Because you have a real-valued signal, the power spectral density is an even function of frequency. Therefore, there is no need to keep all 251 values in the PSD estimate. For an odd length input (251) if you keep the first round(251/2)+1 you have PSD estimates from 0 frequency (the first value) up to almost the Nyquist frequency.

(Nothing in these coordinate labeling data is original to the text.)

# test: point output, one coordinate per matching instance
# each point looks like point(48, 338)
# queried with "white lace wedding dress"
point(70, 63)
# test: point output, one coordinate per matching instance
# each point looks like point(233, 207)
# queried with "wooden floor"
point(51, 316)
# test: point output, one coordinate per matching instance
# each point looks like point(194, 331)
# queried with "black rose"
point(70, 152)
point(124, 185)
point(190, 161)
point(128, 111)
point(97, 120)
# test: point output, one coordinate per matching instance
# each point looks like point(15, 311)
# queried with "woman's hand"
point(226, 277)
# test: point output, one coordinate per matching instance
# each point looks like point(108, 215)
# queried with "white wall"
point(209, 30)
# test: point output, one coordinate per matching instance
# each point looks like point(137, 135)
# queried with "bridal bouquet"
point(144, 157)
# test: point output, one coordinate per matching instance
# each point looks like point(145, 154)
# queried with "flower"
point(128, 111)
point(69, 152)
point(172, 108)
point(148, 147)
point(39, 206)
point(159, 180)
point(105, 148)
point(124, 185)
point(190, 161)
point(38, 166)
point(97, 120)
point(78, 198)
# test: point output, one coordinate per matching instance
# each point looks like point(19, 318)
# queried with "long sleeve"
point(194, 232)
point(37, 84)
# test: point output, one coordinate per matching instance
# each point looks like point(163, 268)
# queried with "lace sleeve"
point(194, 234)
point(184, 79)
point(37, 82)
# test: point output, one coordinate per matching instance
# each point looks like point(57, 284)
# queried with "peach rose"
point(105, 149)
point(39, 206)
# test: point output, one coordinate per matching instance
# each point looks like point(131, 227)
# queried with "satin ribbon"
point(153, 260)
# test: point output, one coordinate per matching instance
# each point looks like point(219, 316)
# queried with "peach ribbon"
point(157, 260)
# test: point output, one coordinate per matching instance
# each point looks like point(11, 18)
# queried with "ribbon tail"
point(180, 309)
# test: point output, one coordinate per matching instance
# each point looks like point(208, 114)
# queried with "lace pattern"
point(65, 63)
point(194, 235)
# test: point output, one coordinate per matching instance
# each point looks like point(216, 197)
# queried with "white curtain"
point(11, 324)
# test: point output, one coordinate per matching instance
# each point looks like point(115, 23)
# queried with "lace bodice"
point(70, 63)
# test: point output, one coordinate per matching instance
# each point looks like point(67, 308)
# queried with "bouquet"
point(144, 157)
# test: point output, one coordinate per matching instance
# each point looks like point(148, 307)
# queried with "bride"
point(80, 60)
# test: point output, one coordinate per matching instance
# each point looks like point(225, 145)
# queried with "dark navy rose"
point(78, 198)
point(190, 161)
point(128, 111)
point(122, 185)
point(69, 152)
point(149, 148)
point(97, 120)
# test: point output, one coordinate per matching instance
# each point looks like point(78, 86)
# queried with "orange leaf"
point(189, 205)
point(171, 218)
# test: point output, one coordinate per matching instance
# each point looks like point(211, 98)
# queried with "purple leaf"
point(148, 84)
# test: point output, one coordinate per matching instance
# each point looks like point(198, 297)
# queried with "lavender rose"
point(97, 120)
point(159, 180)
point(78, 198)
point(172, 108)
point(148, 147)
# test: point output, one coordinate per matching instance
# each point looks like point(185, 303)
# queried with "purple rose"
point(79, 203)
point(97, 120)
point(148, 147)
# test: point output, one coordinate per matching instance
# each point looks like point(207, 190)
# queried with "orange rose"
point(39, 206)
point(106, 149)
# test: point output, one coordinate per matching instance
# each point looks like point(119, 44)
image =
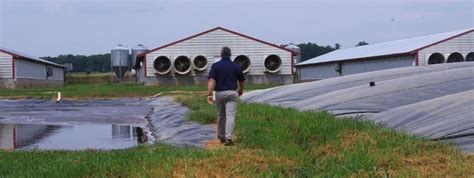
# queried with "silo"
point(119, 59)
point(140, 48)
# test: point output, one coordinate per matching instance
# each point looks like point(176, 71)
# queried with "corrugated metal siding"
point(58, 74)
point(209, 45)
point(30, 70)
point(354, 67)
point(461, 44)
point(6, 65)
point(317, 72)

Personally, I think a better decision would be to have kept floor(251/2)+1
If the length of the input is even (imagine here it was 250), then if you kept from 1 to 250/2+1, you would have PSD estimates from 0 frequency to the Nyquist.

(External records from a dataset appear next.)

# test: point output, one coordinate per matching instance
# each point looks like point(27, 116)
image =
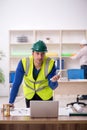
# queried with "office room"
point(61, 27)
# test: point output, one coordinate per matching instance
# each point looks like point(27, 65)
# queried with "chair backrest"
point(75, 73)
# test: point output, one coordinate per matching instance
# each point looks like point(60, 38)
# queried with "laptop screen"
point(44, 108)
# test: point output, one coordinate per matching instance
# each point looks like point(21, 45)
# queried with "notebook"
point(44, 108)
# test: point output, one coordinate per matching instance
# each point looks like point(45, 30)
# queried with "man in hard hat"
point(82, 56)
point(36, 71)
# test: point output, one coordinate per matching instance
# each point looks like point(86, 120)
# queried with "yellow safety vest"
point(39, 86)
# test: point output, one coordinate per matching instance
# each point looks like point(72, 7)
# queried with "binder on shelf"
point(58, 64)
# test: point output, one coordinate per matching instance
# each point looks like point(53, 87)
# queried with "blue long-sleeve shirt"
point(19, 74)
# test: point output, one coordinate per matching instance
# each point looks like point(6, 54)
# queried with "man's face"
point(38, 57)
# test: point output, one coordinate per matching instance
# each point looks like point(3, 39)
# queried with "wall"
point(37, 14)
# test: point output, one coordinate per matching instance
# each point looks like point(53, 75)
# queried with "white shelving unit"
point(61, 45)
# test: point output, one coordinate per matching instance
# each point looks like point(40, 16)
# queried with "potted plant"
point(2, 77)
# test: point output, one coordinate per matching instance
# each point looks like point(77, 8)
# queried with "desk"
point(28, 123)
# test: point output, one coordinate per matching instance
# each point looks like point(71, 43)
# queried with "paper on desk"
point(20, 112)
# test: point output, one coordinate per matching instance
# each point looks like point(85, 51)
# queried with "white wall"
point(37, 14)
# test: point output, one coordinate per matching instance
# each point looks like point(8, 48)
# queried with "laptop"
point(44, 109)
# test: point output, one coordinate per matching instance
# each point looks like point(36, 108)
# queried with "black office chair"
point(77, 102)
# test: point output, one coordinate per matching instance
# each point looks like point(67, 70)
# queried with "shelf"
point(61, 45)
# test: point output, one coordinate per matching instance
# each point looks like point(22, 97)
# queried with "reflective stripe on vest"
point(28, 62)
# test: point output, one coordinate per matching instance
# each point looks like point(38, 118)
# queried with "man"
point(82, 56)
point(36, 71)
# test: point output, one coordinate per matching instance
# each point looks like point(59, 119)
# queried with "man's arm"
point(17, 81)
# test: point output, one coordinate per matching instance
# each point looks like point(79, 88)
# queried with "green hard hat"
point(39, 46)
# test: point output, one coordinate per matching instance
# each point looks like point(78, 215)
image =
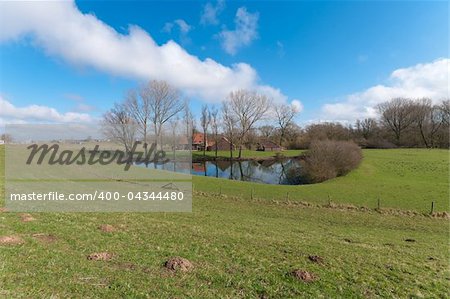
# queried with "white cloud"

The 1000 is the sampling frequency. The spacing between the DFT bins is Fs/N where Fs is the sampling frequency and N is the length. In this case 1000/251
Again, I would have done:
df = 1000/251; freq = 0:df:500;
So I would have done:
t = 0:.001:.25;
Fs = 1000;
x = sin(2*pi*50*t) + sin(2*pi*120*t);
y = x + 2*randn(size(t));
Y = fft(y,251);
Y = Y(1:floor(251/2)+1);
Y = 1/(251*Fs)*(Y.*conj(Y));
df = 1000/251;
freq = 0:df:500;
plot(freq,Y);
Here is an example for your situation:
t = 1:168;
x = cos((2*pi)/12*t)+randn(size(t));
% if you have the signal processing toolbox
[Pxx,F] = periodogram(x,rectwin(length(x)),length(x),1);
plot(F,10*log10(Pxx)); xlabel('Cycles/hour');
ylabel('dB/(Cycles/hour');
% if not
xdft = 1/168*fft(x);
xper = abs(xdft(1:length(x)/2+1)).^2;
df = 1/168;
freq = 0:df:1/2;
plot(freq,10*log10(xper))
xlabel('Cycles/hour');
ylabel('dB/Cycles/hour');
Note that MATLAB uses a convention of additionally scaling one-sided PSD estimates by 2 at frequencies beside 0 and the Fs/2, which I did not do with my fft() example.